GREAT TASTE IN SCRIPTS
the revelation is in the clutter.
when plastic gets caught in the zipper,
it’s another instructive sculpture,
like a piano contains the foundation
for writing jingles. some singers
describe things trapped in other things,
like appendices or unwanted creatures,
and after the story’s done they cooperate
with what’s cleaned up and funny,
but punctured, healed, bruised again,
punished like the nonviolent banana
slipped on and peeled repeatedly into oblivion.

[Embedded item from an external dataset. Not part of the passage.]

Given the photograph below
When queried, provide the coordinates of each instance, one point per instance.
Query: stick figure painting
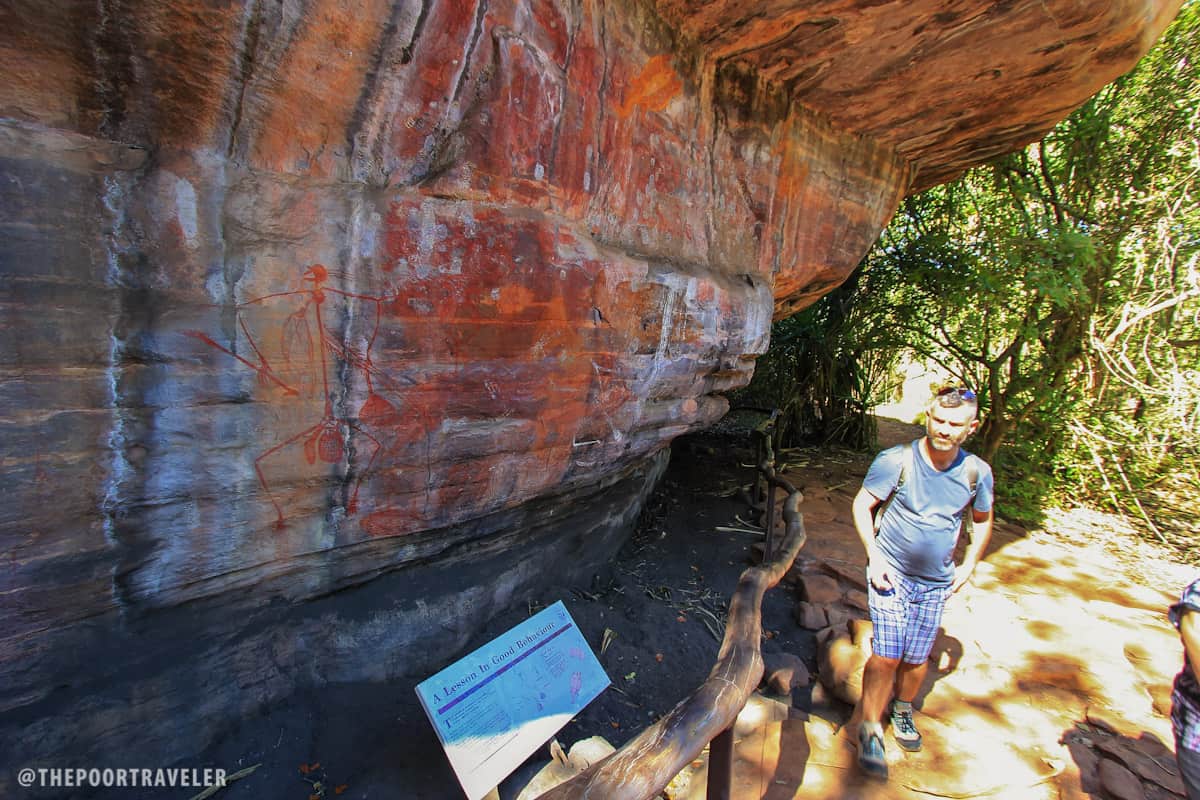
(312, 348)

of all the nothing I should say to you,
I do pretty much say everything.
MUSKET MOLD
a composite of leaks from the future
dangles like wisdom
a trap propped over a sieve
a silica gel of feeling
the grace you were foraging for
with rubber bullets
the nodder in the corner
staining the concrete like structure
there is another who wants to sit there
so I’ll leave the runway open
if it comes in wisps and dribbles
or with a freight of flankers
that aren’t supposed to be a part of us
but are: push play and record it
who ever actually heard
a worn-out tape
or saw an owl turn
its head around like a volume knob
Michael Vagnetti is a writer and photographer whose poetry and criticism has appeared or is forthcoming in Prelude, Chain, The Rumpus, and Blackbox Manifold. A native of metro Detroit, he lives in Brooklyn.